In contrast to adult ALL and other hematological neoplasms, where diagnostic classifications, therapeutic protocols and clinical trials increasingly incorporate the SNVs into clinical decision-making, current treatment guidelines for pALL, such as ALLTogether protocol, do not consider these alterations for therapeutic stratification. Although some SNVs remain relevant for diagnostic classification—particularly under the ICC 2022 framework—all of these entities are also characterised by distinct transcriptional signatures. Hence, the identification of the underlying point mutation may not be essential when transcriptomic profiling is available. Moreover, RNA-based approaches can also detect SNVs/indels when sufficient read depth is achieved, further reducing the need for separate targeted sequencing [32, 33]. In line with this, our results show that while over 85% of patients harbour at least one SNV/indel, the vast majority lack current clinical relevance in the pediatric setting. Therefore, genomic approaches that focus primarily on the detection of SNVs/indels, such as targeted NGS panels, may have limited utility for the pALL clinical setting.

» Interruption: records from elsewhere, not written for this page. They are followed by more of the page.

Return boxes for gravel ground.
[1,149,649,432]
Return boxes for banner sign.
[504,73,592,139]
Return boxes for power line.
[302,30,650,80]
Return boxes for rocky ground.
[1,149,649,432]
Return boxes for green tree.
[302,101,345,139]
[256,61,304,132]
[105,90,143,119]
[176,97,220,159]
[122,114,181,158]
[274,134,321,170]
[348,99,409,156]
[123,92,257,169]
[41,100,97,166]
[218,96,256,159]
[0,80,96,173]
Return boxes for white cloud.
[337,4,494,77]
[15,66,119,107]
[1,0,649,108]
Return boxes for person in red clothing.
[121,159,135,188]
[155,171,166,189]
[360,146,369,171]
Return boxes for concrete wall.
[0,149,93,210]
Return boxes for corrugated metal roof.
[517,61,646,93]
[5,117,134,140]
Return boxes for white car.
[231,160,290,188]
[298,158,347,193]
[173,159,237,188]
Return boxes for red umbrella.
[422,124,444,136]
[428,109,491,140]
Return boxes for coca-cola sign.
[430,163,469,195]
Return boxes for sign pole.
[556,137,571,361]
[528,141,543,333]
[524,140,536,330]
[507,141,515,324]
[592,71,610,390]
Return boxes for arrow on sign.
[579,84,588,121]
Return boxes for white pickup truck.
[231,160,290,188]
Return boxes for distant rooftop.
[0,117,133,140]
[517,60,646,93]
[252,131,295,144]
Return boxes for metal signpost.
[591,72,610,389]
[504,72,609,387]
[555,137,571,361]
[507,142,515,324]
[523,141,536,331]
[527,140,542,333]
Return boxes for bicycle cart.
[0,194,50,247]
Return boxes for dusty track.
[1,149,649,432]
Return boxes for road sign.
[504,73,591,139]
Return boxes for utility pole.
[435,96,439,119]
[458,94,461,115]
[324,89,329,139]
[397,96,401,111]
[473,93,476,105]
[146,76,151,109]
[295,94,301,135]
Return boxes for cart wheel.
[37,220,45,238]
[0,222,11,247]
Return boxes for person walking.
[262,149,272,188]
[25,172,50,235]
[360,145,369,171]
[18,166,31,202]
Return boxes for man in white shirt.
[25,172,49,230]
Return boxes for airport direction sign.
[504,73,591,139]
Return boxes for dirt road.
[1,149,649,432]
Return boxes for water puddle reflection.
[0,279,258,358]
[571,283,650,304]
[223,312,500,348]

Despite the strengths of our study, including the comprehensive genetic characterisation of pALL using multiple methodologies, some limitations should be acknowledged. As the study was conducted at a single institution, the applicability of these findings may vary across centres depending on local infrastructure and expertise. Moreover, the cohort size is relatively modest, which may limit the statistical power to detect associations involving rare alterations or specific subtypes. Samples with low blast % may be assumed to be misdiagnosed regardless of the method used. However, a low blast count in pALL at diagnosis or relapse is unusual. Regarding the potential misclassification of rare entities, GEP has been demonstrated to accurately detect up to 21 B-ALL subtypes [34] and 10 T-ALL classes [35], which grants rare entity identification, especially in B-ALL. Intergenic fusions are frequent in T-ALL, and these alterations have been broadly demonstrated to be correctly detected by OGM. Therefore, the identification of rare entities not included in our work should be correctly identified by these technologies. Nonetheless, additional studies are needed to validate our results and assess the feasibility of implementing these strategies more broadly.

Conclusion

In summary, this study demonstrates the value of emerging technologies to improve the molecular characterisation of pediatric ALL. Large-scale multicenter studies have paved the way for defining the molecular basis of this disease, providing critical insights into its genetic landscape. However, it is essential to translate this growing knowledge into accessible and feasible diagnostic workflows that can be implemented in routine clinical settings. This study validates novel techniques such as OGM, evaluates their individual and combined performance, and ultimately proposes a diagnostic strategy based either on OGM as a standalone approach or on the combination of RNAseq with dMLPA. Both strategies significantly increase the detection of clinically relevant alterations and could streamline current diagnostic algorithms by reducing the need for cascade testing, which often leads to increased costs and prolonged turnaround times that are not aligned with the demands of real-world diagnostic laboratories. This technological adaptation would ensure a more comprehensive diagnosis, facilitating treatment decisions and, ultimately, improving patient outcomes.